Proviamo allora ad affrontare il problema da un altro punto di vista. Una lingua si può studiare non solo perché è utile – come l’inglese o il russo – ma perché è legata a una cultura superiore di cui noi siamo gli eredi, meglio ancora se viviamo a Roma. La storia e la cultura greco-romana si sviluppano in un arco temporale e geografico che vede ascesa e declino o trasformazione di economie, istituzioni, poteri, flussi demografici e assetti geopolitici da cui possiamo ancora imparare qualcosa, per non parlare di una letteratura che comunque ha tuttora il suo peso e ha comunque prodotto in seguito secoli di classicismo nelle varie arti. Studiare una cultura attraverso la lingua in cui si esprime ti fa entrare in un mondo diverso da quello della letteratura filtrata da una cultura esterna, allo stesso modo in cui studiare Kant ed Hegel in tedesco ha un senso diverso. Ma lo stesso si può dire del Corano, che nelle traduzioni italiane non è sempre facile da comprendere per la presenza di termini tradotti secondo il filtro della nostra filosofia idealistica. E’ chiaro che il prestigio di una lingua la danno anche la ricchezza dei commerci, la potenza degli eserciti o la forza di una religione e non solo la letteratura o la storia romana. Nel corso del tempo l’inglese ha scalzato il francese, ma questo si deve allo sviluppo della ricerca e della tecnologia e al peso del commercio internazionale. Mai giudicare una lingua senza una analisi del mondo a cui è legata. Sicuramente il cinese sarà la lingua del futuro.

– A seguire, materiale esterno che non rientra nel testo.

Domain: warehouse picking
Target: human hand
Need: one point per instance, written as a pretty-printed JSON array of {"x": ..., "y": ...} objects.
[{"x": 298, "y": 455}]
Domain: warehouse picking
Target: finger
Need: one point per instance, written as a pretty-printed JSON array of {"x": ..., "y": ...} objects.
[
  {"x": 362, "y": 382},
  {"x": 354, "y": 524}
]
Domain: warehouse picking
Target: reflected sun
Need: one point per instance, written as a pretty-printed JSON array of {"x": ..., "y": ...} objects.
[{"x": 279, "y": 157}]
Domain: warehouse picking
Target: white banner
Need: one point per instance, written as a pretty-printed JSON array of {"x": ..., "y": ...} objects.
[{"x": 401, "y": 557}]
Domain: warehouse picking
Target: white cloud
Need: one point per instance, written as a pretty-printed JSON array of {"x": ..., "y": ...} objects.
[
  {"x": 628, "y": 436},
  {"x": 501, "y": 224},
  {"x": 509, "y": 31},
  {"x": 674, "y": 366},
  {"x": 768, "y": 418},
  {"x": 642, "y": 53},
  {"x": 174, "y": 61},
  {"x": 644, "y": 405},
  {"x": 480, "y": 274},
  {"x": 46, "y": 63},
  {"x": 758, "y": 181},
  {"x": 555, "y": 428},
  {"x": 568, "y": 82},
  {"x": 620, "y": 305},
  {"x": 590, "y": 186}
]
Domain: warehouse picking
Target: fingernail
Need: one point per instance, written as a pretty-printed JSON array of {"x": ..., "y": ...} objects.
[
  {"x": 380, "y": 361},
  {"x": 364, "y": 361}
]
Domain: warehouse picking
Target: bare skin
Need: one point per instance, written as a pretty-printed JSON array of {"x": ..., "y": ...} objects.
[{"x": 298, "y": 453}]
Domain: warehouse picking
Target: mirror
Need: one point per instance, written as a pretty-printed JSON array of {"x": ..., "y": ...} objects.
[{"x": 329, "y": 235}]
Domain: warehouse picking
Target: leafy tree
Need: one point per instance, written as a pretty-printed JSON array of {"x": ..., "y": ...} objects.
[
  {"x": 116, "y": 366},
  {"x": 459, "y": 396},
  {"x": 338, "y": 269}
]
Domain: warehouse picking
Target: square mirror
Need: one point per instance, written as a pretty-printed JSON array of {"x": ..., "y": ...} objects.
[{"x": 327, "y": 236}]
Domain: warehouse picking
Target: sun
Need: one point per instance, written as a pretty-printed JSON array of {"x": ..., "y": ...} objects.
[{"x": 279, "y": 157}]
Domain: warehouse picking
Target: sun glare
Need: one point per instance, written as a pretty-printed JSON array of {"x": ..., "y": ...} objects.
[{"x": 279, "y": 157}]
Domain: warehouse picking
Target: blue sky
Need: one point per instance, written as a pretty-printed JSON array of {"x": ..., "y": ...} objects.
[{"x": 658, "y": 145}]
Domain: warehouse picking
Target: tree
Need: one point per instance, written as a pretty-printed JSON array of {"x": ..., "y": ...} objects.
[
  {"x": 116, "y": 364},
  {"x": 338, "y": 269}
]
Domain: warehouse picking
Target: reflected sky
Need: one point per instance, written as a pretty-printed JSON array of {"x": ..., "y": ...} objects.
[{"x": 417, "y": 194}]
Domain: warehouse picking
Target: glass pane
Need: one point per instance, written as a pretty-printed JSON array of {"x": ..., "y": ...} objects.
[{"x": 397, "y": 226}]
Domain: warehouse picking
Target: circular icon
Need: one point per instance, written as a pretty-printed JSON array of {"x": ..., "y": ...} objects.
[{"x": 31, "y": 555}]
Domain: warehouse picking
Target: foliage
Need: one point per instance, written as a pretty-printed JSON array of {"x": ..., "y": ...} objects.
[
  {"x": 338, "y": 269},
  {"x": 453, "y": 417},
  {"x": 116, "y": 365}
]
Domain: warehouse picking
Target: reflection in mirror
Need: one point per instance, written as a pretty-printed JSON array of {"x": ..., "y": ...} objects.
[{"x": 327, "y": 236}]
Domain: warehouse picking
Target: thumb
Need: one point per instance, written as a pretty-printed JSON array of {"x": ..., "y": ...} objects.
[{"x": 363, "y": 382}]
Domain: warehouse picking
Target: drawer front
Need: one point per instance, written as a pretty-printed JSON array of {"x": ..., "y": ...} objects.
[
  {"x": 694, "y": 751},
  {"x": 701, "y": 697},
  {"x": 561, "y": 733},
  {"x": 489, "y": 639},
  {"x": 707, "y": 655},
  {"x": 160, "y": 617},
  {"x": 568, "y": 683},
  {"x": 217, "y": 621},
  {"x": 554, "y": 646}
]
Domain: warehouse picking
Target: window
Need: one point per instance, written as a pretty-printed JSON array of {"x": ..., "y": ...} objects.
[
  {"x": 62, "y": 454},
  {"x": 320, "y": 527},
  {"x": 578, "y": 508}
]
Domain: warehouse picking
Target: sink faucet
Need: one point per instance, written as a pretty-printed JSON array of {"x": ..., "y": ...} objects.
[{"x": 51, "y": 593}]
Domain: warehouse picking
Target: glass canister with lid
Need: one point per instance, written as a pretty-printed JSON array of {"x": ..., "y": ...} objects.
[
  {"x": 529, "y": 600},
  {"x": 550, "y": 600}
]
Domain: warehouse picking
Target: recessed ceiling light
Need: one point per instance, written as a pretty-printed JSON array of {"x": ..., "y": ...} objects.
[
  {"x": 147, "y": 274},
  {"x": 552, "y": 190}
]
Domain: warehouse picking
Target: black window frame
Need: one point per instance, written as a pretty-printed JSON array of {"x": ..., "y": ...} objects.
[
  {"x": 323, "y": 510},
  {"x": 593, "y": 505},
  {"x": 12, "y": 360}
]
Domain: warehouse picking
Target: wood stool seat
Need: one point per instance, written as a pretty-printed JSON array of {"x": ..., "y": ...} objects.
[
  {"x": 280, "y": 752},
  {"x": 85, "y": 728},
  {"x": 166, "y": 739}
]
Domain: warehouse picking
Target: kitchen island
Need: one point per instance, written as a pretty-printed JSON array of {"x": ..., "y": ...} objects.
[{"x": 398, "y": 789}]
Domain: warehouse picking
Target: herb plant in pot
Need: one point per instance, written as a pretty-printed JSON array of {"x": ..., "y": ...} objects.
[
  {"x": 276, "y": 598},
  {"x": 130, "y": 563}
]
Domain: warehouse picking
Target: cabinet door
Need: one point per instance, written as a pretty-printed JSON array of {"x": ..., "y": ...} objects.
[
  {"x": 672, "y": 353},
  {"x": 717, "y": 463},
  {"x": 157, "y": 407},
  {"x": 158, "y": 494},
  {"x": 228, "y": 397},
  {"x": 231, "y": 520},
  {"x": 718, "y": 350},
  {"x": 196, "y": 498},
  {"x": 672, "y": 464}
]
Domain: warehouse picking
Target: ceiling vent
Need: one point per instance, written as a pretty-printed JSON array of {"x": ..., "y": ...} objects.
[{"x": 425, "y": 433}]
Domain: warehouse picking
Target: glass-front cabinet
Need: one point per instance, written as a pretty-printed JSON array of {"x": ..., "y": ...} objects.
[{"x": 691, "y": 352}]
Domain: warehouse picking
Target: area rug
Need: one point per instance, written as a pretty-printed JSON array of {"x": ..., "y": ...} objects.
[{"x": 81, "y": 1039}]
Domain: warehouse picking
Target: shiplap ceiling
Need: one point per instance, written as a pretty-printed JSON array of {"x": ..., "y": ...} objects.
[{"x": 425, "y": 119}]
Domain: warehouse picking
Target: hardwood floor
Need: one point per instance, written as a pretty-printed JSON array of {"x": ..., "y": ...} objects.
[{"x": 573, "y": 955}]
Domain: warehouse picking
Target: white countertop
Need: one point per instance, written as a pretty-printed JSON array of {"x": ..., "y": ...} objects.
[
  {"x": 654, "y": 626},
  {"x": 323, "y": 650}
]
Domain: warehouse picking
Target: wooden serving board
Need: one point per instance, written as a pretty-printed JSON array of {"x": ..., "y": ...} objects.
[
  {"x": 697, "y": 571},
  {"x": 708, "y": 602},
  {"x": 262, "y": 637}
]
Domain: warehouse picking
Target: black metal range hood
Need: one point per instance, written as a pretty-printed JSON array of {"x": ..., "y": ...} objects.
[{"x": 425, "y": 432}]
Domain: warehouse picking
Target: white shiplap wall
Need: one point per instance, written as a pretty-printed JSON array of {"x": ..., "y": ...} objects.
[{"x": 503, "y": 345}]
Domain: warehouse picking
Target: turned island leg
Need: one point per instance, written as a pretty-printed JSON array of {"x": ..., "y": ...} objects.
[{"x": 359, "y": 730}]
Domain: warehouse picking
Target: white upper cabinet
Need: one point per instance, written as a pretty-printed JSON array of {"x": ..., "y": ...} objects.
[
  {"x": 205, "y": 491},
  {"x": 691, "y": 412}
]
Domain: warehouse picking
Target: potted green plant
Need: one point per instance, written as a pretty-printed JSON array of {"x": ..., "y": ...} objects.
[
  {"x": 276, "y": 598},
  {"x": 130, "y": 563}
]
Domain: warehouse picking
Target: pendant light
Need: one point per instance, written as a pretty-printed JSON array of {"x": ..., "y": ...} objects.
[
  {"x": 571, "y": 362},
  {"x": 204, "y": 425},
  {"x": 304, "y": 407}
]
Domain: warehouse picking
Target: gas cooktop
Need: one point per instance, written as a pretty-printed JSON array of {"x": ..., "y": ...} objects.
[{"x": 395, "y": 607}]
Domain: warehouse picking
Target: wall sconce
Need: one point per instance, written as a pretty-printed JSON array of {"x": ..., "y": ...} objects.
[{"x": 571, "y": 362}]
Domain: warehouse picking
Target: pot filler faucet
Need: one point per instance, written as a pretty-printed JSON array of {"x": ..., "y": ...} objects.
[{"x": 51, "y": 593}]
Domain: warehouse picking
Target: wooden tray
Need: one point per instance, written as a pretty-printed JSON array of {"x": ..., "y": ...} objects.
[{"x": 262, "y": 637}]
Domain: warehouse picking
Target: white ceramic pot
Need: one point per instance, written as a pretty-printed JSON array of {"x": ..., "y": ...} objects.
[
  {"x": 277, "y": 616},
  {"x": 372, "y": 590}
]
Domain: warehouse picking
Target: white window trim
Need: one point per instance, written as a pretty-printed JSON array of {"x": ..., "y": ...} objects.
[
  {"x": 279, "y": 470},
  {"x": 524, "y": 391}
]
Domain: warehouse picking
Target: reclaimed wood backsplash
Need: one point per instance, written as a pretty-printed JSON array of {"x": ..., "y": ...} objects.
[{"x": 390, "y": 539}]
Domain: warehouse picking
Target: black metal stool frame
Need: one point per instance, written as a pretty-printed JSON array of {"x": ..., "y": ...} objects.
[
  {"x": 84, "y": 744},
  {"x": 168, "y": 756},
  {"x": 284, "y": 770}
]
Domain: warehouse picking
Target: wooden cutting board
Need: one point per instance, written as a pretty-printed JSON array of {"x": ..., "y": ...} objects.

Ma oggi il peggior nemico del Latino non è lo stato-nazione tecnocrate, ma il Vaticano.  A parte la costosa babele derivata dall’abbandono del latino come lingua dei documenti ufficiali, l’accanimento di papa Francesco e dei vescovi contro la messa in latino e il canto gregoriano è quasi patologico, visto che la Chiesa accetta in tutto il mondo almeno una ventina di liturgie diverse. Giustamente papa Ratzinger si è addolorato, ma per il resto stiamo parlando di un clero che si è formato esclusivamente a seguito del Concilio Vaticano II ed è quindi ossessionato dalla sua realizzazione integrale. Ma prendersela contro un settore minoritario della comunità cattolica e tutto sommato di retroguardia ricorda la protervia esercitata contro i profughi istriani: astiosa, gratuita e fuori tempo. La Russia di Putin ci ha fatto capire che la politica non è purtroppo legata esclusivamente a fattori razionali. Ma diciamolo apertamente: i fantasmi cattolici sono ben altri e meglio sarebbe risparmiare energie per affrontarli, piuttosto che perder tempo con le messe in latino.

Tik-Tok War

La guerra fra Russia e Ucraina dura da un anno e ha cambiato il nostro modo di vedere la realtà. Intanto, nessuno aveva previsto che a distanza di ottanta anni dalla seconda Guerra Mondiale e a trenta dalla fine della Guerra Fredda fosse possibile e conveniente una terza guerra in Europa. Cultura, commercio, conoscenza tra i popoli avrebbero dovuto sviluppare una nuova coscienza politica in un mondo globalizzato. La stessa interconnessione fra economie diverse – basti pensare al gas russo – avrebbe dovuto garantire stabilità, mentre l’interscambio culturale e il benessere sarebbero stati lo stimolo per maggiori riforme democratiche e servizi sociali. Ebbene, questi argomenti erano correnti anche nel 1914, come leggo ne La grande storia della prima Guerra Mondiale dello storico inglese Martin Gilbert (Mondadori, 1998). Se nella dinamica delle guerre in Europa entrano in gioco parametri diversi dalla quelli della razionalità, quali sono? Sicuramente la componente primordiale del potere assoluto e la pretesa di considerare i vicini una proprietà privata, ma anche la scarsa capacità di gestire le minoranze o di non saper condurre l’azione politica con mezzi adeguati. La guerra è un’espressione della politica, lo dice Karl von Clausewitz nel suo testo Della Guerra che è la bibbia delle scuole militari. Solo che lui scriveva al tempo di Napoleone, quando la guerra ancora costava meno di quello che potevi ricavarne. Oggi, a distanza di un anno dall’Operazione speciale di Putin il fronte sembra quello della prima Guerra Mondiale: invece del movimento si vedono solo trincee nelle quali mio nonno non si troverebbe troppo spaesato.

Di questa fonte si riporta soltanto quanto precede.